請求の放棄、認諾が無効な場合には、訴訟終了の効力を生じないのであり、この場合、当事者は期日の指定を申し立てて、手続の続行を求めることができ、裁判長は右申立があるときは必らず期日を指定して請求の放棄・認諾は無効であるか(したがつて訴訟は終了していないか)を調べなければならないと解するのが相当である。

ところで、原決定は、請求の放棄・認諾は既判力を有するから、請求の放棄・認諾の成立後にその無効を理由として手続続行のための期日指定の申立をすることは許されない(請求の放棄、認諾にかしある場合には再審の訴に準ずる訴によつて救済を求めるべきである。)との見解にもとづき、抗告人の本件期日指定の申立を不適法として却下したのである。しかし、請求の放棄、認諾の既判力は、請求の放棄、認諾が有効な場合にはじめて、生ずるものであるとすべきであるから、請求の放棄、認諾の無効を主張し、手続の続行を求めるためにされた期日指定の申立に対し、請求の放棄、認諾が無限定に既判力を有するという前提に立つて、右申立を不適法とすることは許されないといわなければならない。したがつて、本件期日指定の申立を不適法として却下した原決定は失当とするほかない。

よつて、民事訴訟法第四一四条、第三八九条を適用して、主文のとおり決定する。

(裁判官 新村義広 中田秀慧 蕪山厳)

別紙

抗告の趣旨

原決定はこれを取消す。

原裁判所は抗告人と相手方との間の東京地方裁判所昭和三七年(ワ)第六五一五号、同三八年(ワ)第六八二九号事件の弁論期日を指定せよ。

との決定を求める。

抗告の理由

原決定の理由とする処のものは「請求の放棄認諾により訴訟は既判力を伴つて終了するものであるから」再審の訴に準じる訴による以外救済方法はないというにある。然し乍右は左記理由により請求の放棄認諾(以下本件行為と略称)の場合はあたらないものと思料する。

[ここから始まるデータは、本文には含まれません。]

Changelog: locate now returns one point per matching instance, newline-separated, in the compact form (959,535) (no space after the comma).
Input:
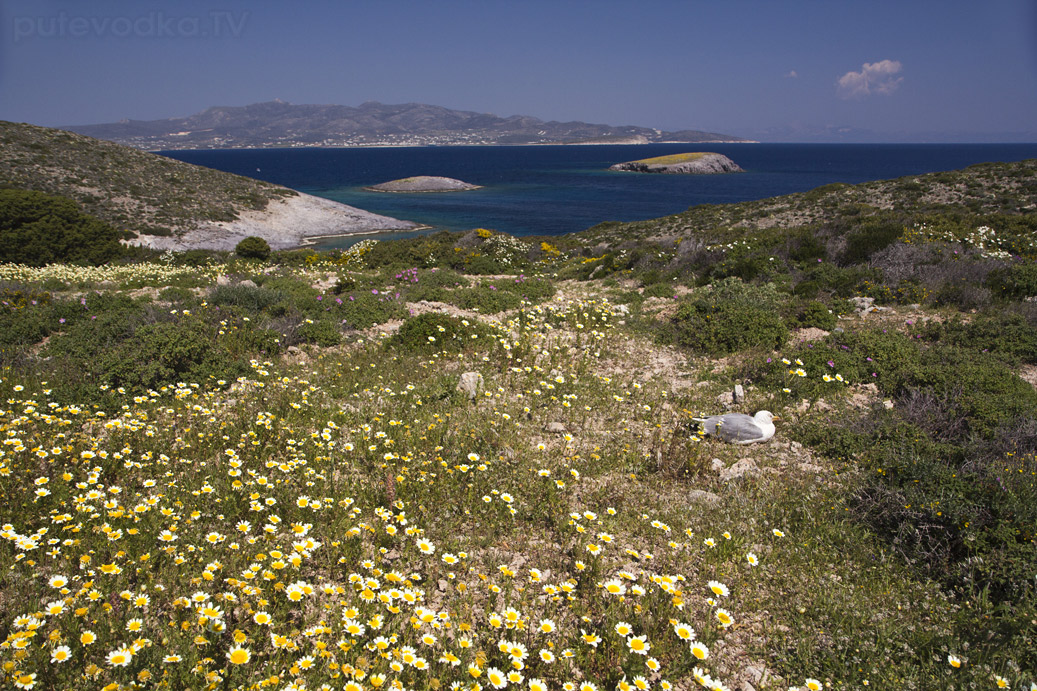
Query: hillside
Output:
(457,457)
(280,123)
(169,203)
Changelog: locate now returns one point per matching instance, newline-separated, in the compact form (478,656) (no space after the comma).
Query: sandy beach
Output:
(285,223)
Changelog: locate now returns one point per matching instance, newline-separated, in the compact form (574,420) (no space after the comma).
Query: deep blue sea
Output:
(554,190)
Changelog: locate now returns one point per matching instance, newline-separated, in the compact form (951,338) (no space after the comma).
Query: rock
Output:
(744,467)
(695,163)
(863,305)
(423,184)
(470,384)
(703,496)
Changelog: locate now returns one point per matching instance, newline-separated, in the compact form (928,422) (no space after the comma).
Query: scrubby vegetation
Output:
(37,228)
(230,472)
(128,189)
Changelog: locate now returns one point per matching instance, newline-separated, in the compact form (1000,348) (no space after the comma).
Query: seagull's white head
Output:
(764,417)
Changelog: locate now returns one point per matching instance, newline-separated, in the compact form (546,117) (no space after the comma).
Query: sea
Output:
(556,190)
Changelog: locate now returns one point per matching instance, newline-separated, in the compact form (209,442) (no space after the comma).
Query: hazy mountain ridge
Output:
(280,123)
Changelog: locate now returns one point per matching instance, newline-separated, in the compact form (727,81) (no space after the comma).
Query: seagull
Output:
(738,427)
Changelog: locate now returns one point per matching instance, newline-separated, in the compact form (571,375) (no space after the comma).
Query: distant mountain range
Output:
(280,123)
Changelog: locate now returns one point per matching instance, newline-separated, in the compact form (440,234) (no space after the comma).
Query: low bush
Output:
(1014,282)
(364,309)
(815,314)
(37,229)
(485,298)
(731,316)
(871,236)
(320,332)
(435,332)
(249,298)
(253,248)
(1008,335)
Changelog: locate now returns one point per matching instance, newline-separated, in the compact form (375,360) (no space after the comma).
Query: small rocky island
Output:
(423,184)
(698,163)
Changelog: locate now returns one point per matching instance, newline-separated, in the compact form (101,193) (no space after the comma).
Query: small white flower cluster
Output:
(983,239)
(114,273)
(505,248)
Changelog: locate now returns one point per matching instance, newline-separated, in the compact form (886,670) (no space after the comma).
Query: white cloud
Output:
(873,78)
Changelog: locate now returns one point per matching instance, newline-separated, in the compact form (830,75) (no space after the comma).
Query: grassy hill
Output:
(130,189)
(220,472)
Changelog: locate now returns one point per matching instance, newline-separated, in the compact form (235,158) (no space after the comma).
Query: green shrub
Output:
(320,332)
(253,248)
(37,229)
(731,316)
(363,310)
(871,236)
(532,289)
(486,299)
(1008,335)
(176,295)
(249,298)
(435,331)
(195,257)
(1014,282)
(816,314)
(843,282)
(659,291)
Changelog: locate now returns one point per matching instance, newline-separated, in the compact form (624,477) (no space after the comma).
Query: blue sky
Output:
(771,70)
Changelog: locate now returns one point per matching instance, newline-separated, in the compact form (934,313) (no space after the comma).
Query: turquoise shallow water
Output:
(554,190)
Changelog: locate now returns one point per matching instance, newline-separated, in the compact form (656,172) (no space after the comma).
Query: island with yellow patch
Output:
(695,163)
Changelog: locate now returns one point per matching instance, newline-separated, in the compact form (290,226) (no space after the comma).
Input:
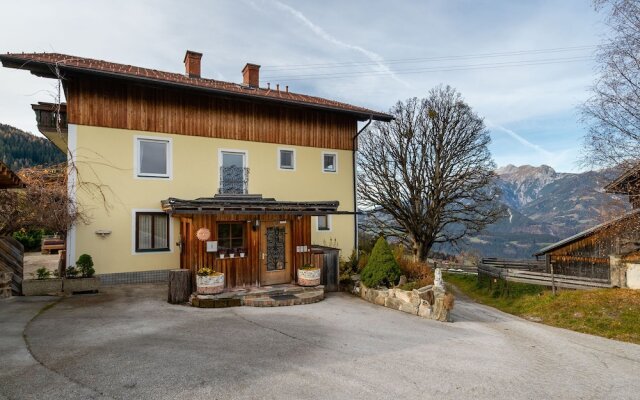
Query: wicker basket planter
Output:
(41,287)
(210,284)
(78,285)
(309,276)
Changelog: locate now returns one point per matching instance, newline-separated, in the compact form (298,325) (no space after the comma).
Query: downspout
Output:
(355,199)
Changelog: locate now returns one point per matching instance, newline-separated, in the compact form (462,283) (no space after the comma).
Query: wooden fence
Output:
(537,273)
(11,260)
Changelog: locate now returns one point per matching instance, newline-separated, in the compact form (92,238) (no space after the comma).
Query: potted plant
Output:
(86,282)
(41,284)
(308,275)
(209,281)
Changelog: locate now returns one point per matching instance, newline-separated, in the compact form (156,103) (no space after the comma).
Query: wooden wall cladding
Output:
(245,271)
(118,104)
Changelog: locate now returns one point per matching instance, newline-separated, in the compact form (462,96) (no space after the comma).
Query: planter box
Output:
(77,285)
(41,287)
(210,284)
(309,277)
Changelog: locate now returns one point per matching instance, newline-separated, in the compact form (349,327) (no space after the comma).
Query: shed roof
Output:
(8,178)
(248,204)
(44,64)
(586,233)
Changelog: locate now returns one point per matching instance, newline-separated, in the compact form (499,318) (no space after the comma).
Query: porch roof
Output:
(249,204)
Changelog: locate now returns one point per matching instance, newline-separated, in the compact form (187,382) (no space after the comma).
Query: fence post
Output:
(547,258)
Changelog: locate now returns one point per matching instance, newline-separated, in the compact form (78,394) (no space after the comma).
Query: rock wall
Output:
(431,302)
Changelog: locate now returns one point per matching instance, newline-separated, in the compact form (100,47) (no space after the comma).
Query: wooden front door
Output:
(186,251)
(275,259)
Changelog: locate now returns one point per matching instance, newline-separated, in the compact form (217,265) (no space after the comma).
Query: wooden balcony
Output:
(49,117)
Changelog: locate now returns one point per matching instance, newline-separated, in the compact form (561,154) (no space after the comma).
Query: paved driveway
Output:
(129,343)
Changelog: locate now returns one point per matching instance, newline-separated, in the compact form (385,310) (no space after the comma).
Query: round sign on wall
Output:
(203,234)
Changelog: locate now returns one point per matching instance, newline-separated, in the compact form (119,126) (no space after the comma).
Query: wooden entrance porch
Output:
(254,241)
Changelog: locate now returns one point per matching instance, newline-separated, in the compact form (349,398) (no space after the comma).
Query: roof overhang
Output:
(8,179)
(48,70)
(249,205)
(587,233)
(627,183)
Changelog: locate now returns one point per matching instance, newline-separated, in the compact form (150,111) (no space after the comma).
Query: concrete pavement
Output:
(129,343)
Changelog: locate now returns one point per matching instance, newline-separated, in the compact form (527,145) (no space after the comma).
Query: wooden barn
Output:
(607,251)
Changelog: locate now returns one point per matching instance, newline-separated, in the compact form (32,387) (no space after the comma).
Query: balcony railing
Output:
(233,180)
(50,116)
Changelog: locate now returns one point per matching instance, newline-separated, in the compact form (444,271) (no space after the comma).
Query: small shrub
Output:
(419,274)
(85,266)
(382,268)
(43,273)
(71,272)
(349,267)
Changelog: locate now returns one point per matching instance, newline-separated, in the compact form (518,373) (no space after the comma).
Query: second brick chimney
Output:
(251,75)
(192,64)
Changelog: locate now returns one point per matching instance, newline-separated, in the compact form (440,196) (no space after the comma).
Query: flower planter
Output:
(77,285)
(309,277)
(210,284)
(41,287)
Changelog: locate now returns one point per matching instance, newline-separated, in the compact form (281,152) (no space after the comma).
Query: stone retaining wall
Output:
(431,302)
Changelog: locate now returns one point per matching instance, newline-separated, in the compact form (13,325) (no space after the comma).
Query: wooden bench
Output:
(49,245)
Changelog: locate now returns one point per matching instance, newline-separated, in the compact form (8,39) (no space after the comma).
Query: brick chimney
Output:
(192,64)
(251,75)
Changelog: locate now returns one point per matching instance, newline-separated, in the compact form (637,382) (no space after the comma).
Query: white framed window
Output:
(329,162)
(287,159)
(152,157)
(323,223)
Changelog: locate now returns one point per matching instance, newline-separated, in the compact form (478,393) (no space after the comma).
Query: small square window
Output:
(152,232)
(153,158)
(329,161)
(287,159)
(323,223)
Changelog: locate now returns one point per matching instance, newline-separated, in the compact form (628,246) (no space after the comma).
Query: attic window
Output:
(286,159)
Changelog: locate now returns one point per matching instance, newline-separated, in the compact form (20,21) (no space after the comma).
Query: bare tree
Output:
(427,177)
(613,111)
(43,204)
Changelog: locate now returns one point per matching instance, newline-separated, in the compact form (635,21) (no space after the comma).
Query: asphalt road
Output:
(129,343)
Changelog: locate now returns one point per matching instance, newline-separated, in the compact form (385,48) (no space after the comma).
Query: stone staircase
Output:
(273,296)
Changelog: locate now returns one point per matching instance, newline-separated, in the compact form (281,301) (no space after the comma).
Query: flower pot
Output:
(309,277)
(210,284)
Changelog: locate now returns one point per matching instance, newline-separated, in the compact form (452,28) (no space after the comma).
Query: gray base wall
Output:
(159,276)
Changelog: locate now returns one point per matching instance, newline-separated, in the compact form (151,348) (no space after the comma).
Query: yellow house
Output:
(178,171)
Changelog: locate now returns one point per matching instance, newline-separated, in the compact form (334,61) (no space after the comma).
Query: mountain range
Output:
(544,206)
(20,149)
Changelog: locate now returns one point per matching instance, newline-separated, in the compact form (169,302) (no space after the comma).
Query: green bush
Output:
(382,268)
(85,266)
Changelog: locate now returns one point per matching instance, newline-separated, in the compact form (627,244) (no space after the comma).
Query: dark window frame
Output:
(153,228)
(230,238)
(293,159)
(327,227)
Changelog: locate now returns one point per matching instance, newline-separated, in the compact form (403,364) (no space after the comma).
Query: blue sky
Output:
(530,109)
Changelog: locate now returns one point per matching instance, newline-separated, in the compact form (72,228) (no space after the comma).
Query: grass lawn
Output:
(611,313)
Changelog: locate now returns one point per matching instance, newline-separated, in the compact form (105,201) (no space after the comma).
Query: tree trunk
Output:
(179,286)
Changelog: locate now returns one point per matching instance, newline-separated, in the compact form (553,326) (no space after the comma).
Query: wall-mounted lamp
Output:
(103,233)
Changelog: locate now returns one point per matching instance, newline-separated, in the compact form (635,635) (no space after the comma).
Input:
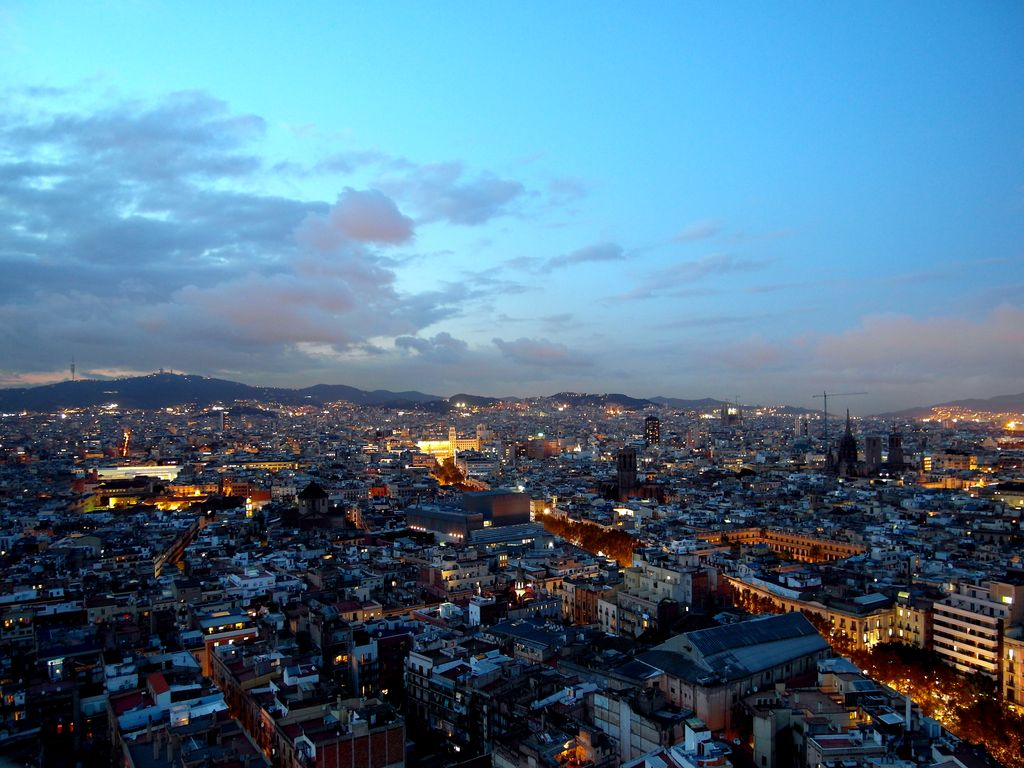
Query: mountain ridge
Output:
(166,389)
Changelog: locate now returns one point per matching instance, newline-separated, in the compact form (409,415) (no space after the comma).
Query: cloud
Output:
(441,346)
(368,216)
(565,190)
(675,280)
(915,348)
(598,252)
(441,193)
(698,230)
(540,352)
(137,235)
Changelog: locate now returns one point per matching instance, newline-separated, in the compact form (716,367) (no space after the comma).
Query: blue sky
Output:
(681,199)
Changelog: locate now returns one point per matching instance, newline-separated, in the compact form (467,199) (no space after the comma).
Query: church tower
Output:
(846,460)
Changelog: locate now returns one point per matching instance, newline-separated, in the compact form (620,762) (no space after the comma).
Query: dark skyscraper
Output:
(872,451)
(627,472)
(652,430)
(896,450)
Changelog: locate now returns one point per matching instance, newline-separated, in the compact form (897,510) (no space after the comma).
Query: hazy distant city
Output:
(538,385)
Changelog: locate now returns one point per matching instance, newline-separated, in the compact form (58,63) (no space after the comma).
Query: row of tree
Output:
(968,706)
(593,538)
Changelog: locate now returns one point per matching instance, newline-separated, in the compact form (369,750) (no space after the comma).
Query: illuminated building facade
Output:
(968,626)
(442,450)
(1013,667)
(652,430)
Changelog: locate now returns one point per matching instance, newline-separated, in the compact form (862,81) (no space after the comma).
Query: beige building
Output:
(1013,667)
(968,626)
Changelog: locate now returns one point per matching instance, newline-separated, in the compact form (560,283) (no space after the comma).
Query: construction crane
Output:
(825,396)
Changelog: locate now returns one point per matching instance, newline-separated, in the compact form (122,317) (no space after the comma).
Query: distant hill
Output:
(998,404)
(164,390)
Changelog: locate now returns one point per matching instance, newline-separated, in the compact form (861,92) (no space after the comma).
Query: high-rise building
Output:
(626,466)
(652,430)
(872,451)
(896,459)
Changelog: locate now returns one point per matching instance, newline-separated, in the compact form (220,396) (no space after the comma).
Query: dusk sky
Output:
(753,200)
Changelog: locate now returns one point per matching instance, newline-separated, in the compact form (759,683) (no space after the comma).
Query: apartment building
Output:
(968,626)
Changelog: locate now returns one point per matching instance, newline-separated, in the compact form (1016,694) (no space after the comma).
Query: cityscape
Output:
(536,385)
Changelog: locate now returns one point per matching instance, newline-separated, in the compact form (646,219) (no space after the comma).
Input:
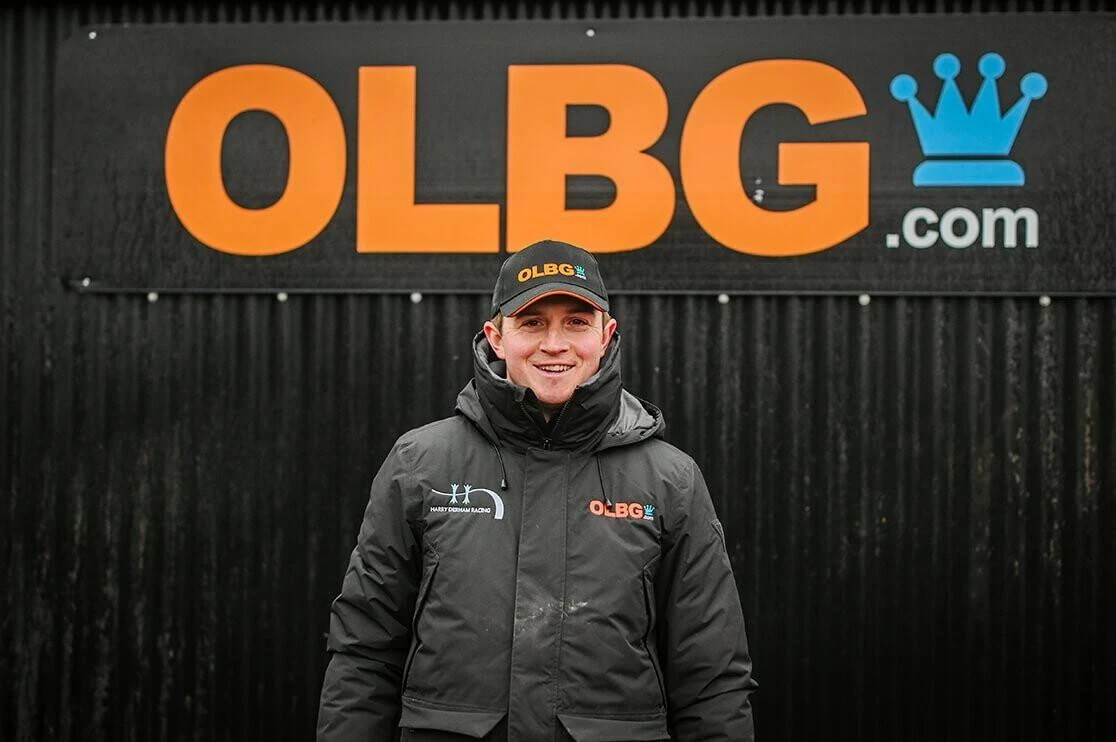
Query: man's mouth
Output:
(554,369)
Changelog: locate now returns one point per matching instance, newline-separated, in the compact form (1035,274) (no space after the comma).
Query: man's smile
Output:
(554,369)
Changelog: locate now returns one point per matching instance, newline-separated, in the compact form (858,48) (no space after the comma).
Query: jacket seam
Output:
(448,706)
(565,570)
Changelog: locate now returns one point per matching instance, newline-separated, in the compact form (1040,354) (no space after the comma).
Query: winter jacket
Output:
(516,579)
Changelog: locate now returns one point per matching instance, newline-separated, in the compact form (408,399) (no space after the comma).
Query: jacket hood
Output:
(600,414)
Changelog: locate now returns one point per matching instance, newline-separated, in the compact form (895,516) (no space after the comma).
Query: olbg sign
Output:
(539,156)
(727,155)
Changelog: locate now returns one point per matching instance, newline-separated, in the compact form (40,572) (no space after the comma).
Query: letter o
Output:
(315,181)
(967,238)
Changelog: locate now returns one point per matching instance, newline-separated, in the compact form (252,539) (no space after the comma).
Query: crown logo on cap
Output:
(973,143)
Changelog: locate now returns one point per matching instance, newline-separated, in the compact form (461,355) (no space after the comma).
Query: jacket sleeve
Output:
(369,622)
(701,633)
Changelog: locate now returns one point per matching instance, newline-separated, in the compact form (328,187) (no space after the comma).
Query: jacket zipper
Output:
(546,437)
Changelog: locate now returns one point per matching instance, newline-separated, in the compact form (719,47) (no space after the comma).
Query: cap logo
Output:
(550,269)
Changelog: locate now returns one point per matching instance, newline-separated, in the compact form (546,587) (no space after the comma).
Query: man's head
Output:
(550,323)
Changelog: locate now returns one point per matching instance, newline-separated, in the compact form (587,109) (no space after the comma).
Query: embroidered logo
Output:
(460,501)
(632,510)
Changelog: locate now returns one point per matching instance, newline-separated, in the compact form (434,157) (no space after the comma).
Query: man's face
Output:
(551,346)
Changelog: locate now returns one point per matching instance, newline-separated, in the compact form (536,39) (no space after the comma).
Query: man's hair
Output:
(498,319)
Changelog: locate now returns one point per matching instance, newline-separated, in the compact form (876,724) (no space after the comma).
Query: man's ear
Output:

一、民訴法第四二〇条に規定する通り再審の訴の対象となるものは確定の終局判決であつて、右以外のものに対する抗争は再審手続に準ずる手続を必要とせず法において許されたる如何なる方法によるも可能であると信ずる。和解において和解が無効である場合期日指定の申立により、裁判所は弁論期日を指定し審理が進行することが法律上許される限り本件行為についてもそれが法律上無効であるならば和解に準じた前記方法により審理を進めるも何等違法はない、和解も本件行為もその手続たる訴訟行為は両者殆んど同一であつて、ただ、既判力の範囲につき前者は和解条項に局限され後者は請求の趣旨とこれを軸出される処の請求原因となつているに過ぎない。然し乍和解も本件行為も共に既判力の及ぶ範囲は別として確定判決とは根本的性格が相違していて、本件行為を確定判決と同視し再審の訴に準じた厳格なる手続による救済方法しかないと云う説明には承服し兼ねるのである。

元来確定判決に対して再審の訴の如き厳重なる手続を要求した理由は既判力の問題よりは国家司法権が為した公権的判断を尊重することに主眼が置かれていると信ずる。従つて、本件行為の如く裁判官の面前でなす当事者の処分行為と裁判官が法に従い証拠調等を経由して為した判決とを同様に取扱ふ旨の原決定は既判力と判決の権威とを混淆した処により生じた議論であつて、取消すべきであると思料する。

二、次に民事訴訟は社会紛争を可急的速やかに正確に而も経済的負担を少なくして解決する一つであつて、法も裁判所もこの要請を度外視するわけにはいかない。

訴訟における経費と時間の節減については公権的判断という権威を阻害しない限り大いに重視すべきである。

そこで本件行為の有効無効の判断につき再審の訴に準ずる厳格なる手続を経なくては裁判の権威が害されるとは到底考えられない訴訟経済上原裁判所において本件行為の有効無効を審理すべきである。